Upon his retirement from UC Berkeley in June 2006, Wakeman was honored with the campus's highest award, the Berkeley Citation. Wakeman taught at UC Berkeley for his entire career, beginning in 1965. Wakeman received many honors for his scholarly contributions. He was elected a fellow of the American Philosophical Society and of the American Academy of Arts and Sciences. He served in 1992-1993 as president of the American Historical Association, and from 1986 to 1989 as president of the Social Science Research Council.
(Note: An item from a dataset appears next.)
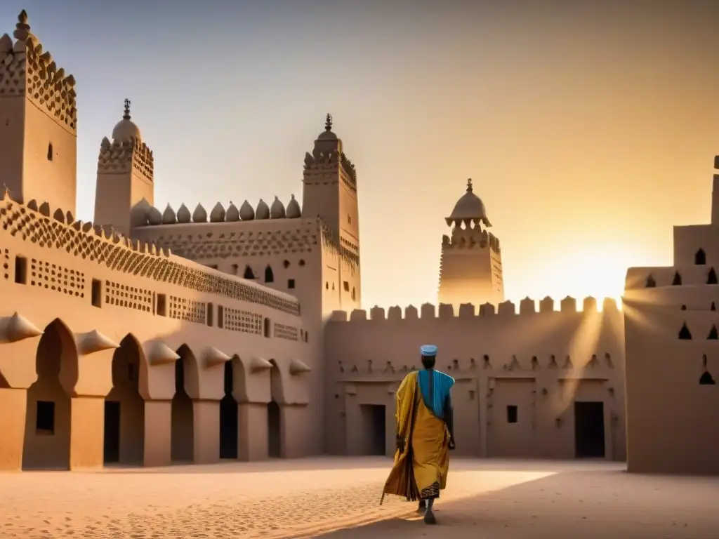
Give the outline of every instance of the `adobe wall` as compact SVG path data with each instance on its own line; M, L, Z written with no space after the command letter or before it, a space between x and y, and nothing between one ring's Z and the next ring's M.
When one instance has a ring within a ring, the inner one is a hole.
M713 383L719 377L719 286L711 265L719 270L713 247L719 229L681 229L674 252L684 264L627 272L630 471L719 473L719 390ZM692 229L699 234L687 234ZM706 264L693 264L699 249Z
M47 203L22 205L6 193L0 222L0 405L12 412L1 422L3 468L45 465L52 453L65 454L70 468L101 465L104 397L122 393L118 379L127 373L116 365L128 347L139 358L146 464L170 460L180 360L193 418L180 426L191 433L195 461L219 459L228 362L239 402L240 458L267 456L267 438L257 433L267 432L270 400L280 405L282 454L321 451L308 436L315 422L308 374L317 354L305 342L308 325L296 298L73 222ZM38 368L48 368L44 354L60 354L60 371L39 379L36 358ZM32 423L42 395L58 400L54 443Z
M331 453L362 454L367 405L385 406L385 452L393 454L395 392L410 371L421 368L418 349L439 346L437 368L454 377L452 400L458 455L574 458L574 402L603 403L605 458L626 456L623 318L606 300L563 300L561 310L546 298L535 308L523 300L519 313L509 301L495 313L472 305L455 315L426 304L338 312L325 331L325 363L332 382L327 446ZM509 423L508 407L517 407ZM600 427L601 428L601 427ZM373 435L375 436L376 434Z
Born in Kansas City on Dec. 12, 1937, Wakeman left the American heartland when but a few months old, and his youthful schooling was distinctly international. His father, Frederic Evans Wakeman Sr., was a successful novelist who led his family on a peripatetic life so that the young Frederic attended school in New York City, Cuernavaca, Bermuda, Santa Barbara, Havana, France and Ft. Lauderdale. Adjusting easily to instruction in Spanish and French, Wakeman picked up smatterings of Italian and Portuguese during summer vacations and learned some Latin at his British grammar school in Bermuda. In 1955, Wakeman entered Harvard College, where he majored in European history and literature, adding German and Russian to his repertoire, and graduating Phi Beta Kappa. He turned to Chinese studies while studying at the Institut d'etudes politiques in Paris, then earned his Ph.D. in Far Eastern history at UC Berkeley in 1965, mastering Chinese and Japanese in the process. Along the way, in 1962 he published a novel, "Seventeen Royal Palms Drive," under the name of Evans Wakeman.
Wakeman is survived by his wife, He Lea Wakeman, of Lake Oswego, Ore.; three children, Frederic Wakeman III of London, England, Matthew Wakeman of Kensington, Calif., and Sarah Wakeman of Providence, Rhode Island; two grandchildren; and his sister, Sue Farquhar of Blacksburg, Va. A memorial service will be held on the UC Berkeley campus in early November.